Naughty bits of iPhone API to be exposed with OS 3.1

Naughty bits of iPhone API to be exposed with OS 3.1

Developing for the iPhone can be an endless source of frustration. You can spend hours and hours of developing your application only to have it rejected based on some obscure clause in the iPhone SDK agreement.

The iPhone SDK license restricts developers to using only the published API, much akin to buying an excited young child a LEGO Mindstorms robotics kit and telling them to only play with the square blocks. In this war against sanity, applications using Augmented Reality are a casualty. The result is that while many developers have created brilliant applications which make using of augmented reality in innovative ways, these applications will not be accepted in the iPhone store, as they use the unpublished bits of the API.

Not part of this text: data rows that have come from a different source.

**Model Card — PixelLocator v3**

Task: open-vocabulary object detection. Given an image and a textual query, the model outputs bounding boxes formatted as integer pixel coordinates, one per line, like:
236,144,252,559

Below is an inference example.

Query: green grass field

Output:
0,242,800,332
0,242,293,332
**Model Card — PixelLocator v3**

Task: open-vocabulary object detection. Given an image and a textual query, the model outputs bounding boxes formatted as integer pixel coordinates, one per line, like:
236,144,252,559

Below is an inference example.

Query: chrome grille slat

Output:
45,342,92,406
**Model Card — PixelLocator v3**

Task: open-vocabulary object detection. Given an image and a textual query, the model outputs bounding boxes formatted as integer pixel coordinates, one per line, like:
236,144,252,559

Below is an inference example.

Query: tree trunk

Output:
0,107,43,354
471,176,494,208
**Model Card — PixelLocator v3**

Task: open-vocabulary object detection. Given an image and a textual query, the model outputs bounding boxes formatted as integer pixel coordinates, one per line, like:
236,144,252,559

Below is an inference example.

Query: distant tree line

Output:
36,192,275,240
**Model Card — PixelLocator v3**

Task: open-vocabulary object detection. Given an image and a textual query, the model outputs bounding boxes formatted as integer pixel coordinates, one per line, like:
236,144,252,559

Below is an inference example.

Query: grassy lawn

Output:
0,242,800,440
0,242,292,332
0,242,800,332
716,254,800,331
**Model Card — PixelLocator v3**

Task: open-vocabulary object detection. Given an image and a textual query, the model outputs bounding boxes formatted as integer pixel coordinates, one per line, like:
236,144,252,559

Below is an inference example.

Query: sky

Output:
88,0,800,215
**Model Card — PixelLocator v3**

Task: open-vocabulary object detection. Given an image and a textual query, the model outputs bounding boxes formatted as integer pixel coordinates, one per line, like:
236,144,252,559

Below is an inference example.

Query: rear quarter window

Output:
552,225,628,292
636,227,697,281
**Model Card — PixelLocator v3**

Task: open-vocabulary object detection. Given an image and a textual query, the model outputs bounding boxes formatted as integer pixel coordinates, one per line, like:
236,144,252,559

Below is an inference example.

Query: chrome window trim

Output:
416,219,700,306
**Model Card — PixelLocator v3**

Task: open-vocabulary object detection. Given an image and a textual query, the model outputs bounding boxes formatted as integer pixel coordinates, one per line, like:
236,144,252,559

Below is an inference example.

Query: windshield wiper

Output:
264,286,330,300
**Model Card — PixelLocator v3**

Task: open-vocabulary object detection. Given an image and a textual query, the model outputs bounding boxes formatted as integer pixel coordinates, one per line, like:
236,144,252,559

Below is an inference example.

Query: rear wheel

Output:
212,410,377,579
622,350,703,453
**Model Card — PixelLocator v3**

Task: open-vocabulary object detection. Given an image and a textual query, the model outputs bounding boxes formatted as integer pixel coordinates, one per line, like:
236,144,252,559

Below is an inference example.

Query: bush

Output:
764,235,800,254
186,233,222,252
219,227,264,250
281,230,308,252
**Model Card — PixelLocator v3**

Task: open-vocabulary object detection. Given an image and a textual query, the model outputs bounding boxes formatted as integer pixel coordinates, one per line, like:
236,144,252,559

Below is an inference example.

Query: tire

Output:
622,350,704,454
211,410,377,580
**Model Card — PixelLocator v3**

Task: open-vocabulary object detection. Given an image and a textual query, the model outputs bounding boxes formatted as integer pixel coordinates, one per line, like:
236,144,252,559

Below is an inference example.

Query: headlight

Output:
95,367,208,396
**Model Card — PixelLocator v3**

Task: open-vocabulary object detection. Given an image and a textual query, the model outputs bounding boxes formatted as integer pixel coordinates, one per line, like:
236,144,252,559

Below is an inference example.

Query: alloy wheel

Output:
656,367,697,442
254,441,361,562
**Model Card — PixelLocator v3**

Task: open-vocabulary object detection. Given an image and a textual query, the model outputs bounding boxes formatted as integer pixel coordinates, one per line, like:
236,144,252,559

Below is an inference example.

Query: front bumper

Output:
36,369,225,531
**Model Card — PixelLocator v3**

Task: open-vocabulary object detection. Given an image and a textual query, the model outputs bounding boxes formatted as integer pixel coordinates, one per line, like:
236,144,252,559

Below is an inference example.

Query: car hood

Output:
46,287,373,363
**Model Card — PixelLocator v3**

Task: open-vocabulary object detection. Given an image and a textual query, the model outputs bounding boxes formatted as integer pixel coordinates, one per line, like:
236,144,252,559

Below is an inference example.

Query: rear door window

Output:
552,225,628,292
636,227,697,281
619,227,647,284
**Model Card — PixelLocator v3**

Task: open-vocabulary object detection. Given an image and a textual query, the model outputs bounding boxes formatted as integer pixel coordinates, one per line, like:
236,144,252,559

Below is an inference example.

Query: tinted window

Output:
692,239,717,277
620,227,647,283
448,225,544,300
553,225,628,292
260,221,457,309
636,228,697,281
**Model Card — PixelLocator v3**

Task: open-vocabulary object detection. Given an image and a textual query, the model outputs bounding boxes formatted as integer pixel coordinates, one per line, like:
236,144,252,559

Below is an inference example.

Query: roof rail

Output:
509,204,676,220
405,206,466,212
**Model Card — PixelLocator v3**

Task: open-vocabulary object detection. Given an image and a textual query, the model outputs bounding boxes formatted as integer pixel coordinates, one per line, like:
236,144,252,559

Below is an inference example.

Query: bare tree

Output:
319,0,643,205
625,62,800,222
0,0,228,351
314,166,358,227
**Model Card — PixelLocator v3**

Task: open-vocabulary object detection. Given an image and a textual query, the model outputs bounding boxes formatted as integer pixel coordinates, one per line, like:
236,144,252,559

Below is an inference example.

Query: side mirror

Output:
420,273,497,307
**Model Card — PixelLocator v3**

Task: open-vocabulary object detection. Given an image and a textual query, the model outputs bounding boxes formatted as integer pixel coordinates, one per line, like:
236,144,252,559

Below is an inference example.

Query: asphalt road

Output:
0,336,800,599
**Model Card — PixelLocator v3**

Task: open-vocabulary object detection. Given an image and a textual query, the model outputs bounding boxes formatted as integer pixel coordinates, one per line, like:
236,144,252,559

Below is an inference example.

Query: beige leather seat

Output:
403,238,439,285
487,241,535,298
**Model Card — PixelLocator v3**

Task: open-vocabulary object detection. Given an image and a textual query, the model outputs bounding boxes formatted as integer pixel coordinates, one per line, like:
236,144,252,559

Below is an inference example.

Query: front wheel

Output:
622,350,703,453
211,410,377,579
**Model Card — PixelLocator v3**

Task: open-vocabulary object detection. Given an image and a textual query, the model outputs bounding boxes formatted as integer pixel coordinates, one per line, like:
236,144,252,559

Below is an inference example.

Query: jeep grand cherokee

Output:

For those late in the game, augmented reality (AR) is the result of combining real world elements and virtual elements, allowing us to interact with virtual objects in a manner similar to real objects.

While videos have been popping up all over YouTube which showcase AR applications on iPhones, it is not possible to install these applications, except on jail-broken iPhones. Come September though, and you will find AR applications slowly (very very slowly) start appearing in the AppStore. With the release of SDK 3.1, Apple will open up some of the API which allow developers to access the iPhone’s camera.

So, developers got a few more blocks to play with, by the playground still has a lot more plastic bars the developers can only chew on.